The benchmark securities erased earlier gains after fewer Americans filed applications for unemployment benefits over the past month than at any time in seven years. European stocks rose after Draghi said officials will start work on purchases of asset-backed securities and the ECB cut its record-low interest rates.

“Draghi delivered as expected, which is causing stocks to rise and, along with the better economic data, it’s causing bonds to fall,” said Adrian Miller, director of fixed-income strategies at GMP Securities LLC in New York. “The weekly claims number continues a series of positive numbers which has sparked the risk atmosphere and taken some of the steam out of the Treasury market.”

The U.S. 10-year yield was little changed at 2.6% at 10:06 a.m. New York time, according to Bloomberg Bond Trader prices, after touching 2.64%, the highest since May 13. The 2.5% note maturing in May 2024 cost 99 2/32.

The 10-year note yield rose the previous five days and has climbed 20 basis points since touching 2.4% on May 29, the lowest level since June 2013.

The Stoxx Europe 600 Index added 0.8% and Germany’s DAX Index briefly topped 10,000 for the first time.
 

ECB Action
 

The Bank of America Merrill Lynch MOVE Index, which measures price swings based on options, climbed four basis points to 64.9 basis points yesterday, the biggest gain since April 2.

Treasuries dropped as the ECB cut its deposit rate to minus 0.1% and Draghi said the bank will introduce new, “targeted” offerings of liquidity to banks to encourage them to lend money to the real economy. Officials will also start work on purchases of asset-backed securities, he said.

“We decided on a combination of measures to provide additional monetary policy accommodation and to support lending to the real economy,” Draghi told reporters in Frankfurt.

U.S. two-year yields at 0.38% were about 32 basis points more than those on similar-maturity German debt, down from 34 basis points on June 3, the widest since 2007, according to closing-price data compiled by Bloomberg.
 

Draghi ‘Anticipation’
 

“The market obviously rallied tremendously last week and the week before in anticipation” of Draghi, Thomas Roth, senior Treasury trader in New York at Mitsubishi UFJ Securities U.S.A. Inc, said in a telephone interview. “People are getting a little more comfortable with maybe there’s going to be a wider gap between our interest rates and theirs and maybe we ran a little too far last week.”

The four-week average for jobless claims fell to 310,250 in the period ended May 31, the lowest since June 2007, a Labor Department report showed in Washington.
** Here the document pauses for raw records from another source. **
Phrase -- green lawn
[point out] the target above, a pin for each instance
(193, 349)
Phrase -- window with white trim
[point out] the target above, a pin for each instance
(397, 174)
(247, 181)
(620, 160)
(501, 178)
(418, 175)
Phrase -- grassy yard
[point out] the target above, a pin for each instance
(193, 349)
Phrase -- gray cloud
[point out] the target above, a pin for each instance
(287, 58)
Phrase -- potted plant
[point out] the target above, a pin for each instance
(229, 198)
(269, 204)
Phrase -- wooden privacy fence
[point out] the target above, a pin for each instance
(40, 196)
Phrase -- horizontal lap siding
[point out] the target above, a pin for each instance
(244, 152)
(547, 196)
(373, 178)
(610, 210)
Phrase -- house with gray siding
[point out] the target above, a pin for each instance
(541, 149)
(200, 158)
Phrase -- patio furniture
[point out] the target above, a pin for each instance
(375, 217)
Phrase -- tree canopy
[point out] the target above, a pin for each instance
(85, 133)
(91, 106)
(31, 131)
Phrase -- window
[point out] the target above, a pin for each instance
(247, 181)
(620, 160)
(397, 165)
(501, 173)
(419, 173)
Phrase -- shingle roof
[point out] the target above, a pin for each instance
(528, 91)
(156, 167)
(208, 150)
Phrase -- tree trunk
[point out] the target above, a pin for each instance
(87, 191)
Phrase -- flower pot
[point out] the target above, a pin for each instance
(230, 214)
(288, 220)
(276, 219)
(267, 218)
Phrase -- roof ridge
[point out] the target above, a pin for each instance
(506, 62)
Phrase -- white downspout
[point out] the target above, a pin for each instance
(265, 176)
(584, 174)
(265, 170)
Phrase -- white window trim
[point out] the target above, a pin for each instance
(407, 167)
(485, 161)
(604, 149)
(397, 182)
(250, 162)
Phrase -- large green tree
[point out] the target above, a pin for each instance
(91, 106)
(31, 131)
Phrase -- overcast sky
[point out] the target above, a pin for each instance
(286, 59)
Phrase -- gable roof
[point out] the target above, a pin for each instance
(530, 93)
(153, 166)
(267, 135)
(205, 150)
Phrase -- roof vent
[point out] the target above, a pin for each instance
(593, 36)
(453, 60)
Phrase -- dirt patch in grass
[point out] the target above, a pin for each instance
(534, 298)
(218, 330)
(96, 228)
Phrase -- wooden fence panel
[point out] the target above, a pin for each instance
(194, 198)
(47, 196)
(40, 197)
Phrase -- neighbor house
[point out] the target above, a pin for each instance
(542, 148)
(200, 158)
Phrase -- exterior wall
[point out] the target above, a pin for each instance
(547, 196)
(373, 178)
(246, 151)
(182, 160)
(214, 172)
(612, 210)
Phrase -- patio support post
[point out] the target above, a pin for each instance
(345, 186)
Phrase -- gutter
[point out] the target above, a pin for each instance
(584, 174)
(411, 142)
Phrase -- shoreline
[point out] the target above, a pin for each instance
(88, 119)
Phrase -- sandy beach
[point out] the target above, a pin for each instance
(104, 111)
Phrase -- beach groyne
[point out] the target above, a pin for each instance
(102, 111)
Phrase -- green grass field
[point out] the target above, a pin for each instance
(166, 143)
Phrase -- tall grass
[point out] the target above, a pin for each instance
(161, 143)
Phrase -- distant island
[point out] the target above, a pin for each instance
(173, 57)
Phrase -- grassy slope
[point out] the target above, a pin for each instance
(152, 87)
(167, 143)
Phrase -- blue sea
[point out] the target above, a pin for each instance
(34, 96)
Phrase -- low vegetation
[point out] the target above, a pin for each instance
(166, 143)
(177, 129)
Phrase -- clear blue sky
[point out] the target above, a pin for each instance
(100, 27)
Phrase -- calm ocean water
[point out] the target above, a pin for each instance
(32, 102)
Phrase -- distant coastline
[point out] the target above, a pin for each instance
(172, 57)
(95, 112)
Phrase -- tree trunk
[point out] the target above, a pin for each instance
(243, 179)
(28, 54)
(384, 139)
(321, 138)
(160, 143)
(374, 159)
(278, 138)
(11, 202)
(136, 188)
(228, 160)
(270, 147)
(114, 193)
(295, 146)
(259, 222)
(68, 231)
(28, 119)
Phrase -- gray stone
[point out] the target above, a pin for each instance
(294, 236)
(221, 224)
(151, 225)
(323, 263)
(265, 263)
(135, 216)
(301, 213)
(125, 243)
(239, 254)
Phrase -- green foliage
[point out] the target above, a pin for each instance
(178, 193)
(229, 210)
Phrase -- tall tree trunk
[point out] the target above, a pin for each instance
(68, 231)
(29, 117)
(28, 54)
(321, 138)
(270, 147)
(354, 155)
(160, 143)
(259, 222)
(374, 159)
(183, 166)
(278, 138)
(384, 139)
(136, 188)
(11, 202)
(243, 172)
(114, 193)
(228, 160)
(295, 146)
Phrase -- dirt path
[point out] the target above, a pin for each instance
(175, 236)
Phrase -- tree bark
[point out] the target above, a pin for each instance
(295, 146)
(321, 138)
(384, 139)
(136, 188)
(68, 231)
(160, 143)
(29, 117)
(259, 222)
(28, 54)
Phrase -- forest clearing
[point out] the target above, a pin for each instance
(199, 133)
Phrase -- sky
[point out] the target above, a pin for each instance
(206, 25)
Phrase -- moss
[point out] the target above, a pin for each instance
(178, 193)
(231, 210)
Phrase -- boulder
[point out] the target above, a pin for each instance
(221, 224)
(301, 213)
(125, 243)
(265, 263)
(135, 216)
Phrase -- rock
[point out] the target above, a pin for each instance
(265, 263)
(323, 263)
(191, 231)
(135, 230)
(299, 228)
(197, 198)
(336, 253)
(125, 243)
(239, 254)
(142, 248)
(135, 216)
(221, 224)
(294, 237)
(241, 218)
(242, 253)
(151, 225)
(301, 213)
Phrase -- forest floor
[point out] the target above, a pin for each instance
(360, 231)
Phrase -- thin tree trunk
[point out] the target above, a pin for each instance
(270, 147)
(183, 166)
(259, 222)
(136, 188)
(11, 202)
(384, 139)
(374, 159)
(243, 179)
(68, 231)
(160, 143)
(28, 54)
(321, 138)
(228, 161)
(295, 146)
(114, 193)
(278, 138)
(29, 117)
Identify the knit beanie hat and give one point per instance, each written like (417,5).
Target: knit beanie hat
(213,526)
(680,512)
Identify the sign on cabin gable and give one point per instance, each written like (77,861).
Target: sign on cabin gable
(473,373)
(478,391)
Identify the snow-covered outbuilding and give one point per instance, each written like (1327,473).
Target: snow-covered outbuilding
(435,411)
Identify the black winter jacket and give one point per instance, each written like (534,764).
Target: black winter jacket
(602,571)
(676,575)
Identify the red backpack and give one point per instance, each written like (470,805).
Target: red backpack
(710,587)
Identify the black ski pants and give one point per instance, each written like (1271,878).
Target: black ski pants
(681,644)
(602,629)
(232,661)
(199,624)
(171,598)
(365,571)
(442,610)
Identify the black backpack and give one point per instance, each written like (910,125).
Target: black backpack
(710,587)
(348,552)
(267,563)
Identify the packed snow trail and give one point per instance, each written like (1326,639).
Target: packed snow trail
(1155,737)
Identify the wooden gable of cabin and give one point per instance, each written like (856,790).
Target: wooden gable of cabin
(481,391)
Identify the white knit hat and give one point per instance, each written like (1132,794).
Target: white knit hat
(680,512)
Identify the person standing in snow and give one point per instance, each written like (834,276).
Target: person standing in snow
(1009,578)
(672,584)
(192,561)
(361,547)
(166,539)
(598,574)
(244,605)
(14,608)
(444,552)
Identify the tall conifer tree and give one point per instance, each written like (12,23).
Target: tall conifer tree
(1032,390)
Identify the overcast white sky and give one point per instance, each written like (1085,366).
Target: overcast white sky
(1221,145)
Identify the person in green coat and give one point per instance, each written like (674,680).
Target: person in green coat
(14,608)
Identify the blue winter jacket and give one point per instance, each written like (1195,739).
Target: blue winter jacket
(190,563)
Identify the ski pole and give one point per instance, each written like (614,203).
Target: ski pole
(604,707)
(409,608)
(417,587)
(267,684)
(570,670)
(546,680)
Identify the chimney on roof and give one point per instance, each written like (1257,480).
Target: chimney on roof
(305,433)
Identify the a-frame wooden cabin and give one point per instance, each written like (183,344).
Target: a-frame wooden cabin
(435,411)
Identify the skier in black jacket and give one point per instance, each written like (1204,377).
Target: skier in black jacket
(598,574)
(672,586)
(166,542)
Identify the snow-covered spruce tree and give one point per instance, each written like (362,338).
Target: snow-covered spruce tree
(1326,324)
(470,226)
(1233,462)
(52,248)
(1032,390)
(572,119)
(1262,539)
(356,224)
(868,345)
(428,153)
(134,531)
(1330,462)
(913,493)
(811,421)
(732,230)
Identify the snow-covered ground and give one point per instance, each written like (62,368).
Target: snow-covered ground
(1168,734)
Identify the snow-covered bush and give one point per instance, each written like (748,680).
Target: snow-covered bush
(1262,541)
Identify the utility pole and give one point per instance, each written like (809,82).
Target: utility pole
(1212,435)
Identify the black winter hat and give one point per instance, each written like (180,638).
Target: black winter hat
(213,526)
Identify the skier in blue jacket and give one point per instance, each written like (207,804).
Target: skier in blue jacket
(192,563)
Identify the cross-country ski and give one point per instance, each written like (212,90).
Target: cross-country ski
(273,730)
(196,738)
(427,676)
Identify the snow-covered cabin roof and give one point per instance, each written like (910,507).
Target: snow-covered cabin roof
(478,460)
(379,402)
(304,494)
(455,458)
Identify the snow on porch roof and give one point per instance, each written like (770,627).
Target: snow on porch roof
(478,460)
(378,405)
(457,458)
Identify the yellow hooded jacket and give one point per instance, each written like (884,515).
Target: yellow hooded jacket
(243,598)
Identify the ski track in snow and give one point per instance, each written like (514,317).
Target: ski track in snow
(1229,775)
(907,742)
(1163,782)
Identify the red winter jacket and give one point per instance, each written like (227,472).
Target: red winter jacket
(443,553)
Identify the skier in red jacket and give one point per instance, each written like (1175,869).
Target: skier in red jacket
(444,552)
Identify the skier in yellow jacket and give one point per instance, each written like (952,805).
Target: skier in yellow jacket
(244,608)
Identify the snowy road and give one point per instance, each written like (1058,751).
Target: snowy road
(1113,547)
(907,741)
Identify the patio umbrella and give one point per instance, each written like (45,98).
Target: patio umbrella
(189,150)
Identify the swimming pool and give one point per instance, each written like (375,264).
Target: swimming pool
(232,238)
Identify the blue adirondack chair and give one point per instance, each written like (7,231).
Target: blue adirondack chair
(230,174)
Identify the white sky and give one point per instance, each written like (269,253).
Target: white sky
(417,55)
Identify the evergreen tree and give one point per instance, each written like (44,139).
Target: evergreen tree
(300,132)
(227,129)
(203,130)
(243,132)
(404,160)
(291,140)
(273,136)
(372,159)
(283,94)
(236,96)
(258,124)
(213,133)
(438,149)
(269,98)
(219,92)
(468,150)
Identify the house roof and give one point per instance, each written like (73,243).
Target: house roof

The number of applications last week climbed to 312,000 from 304,000, in line with the median forecast of economists surveyed by Bloomberg.

A U.S. Labor Department report tomorrow will show employers added 215,000 jobs in May, compared with 288,000 in April, according to responses from economists.

“Treasuries won’t stray too far from these levels because of the overhang of tomorrow’s nonfarm payrolls report,” said GMP’s Miller.

The Federal Reserve is tapering its monthly asset purchases as officials debate an exit to its ultra-loose monetary policy. The central bank will announce its next policy decision on June 18 after signaling at its April 29-30 meeting that low rates would persist for a “considerable time.”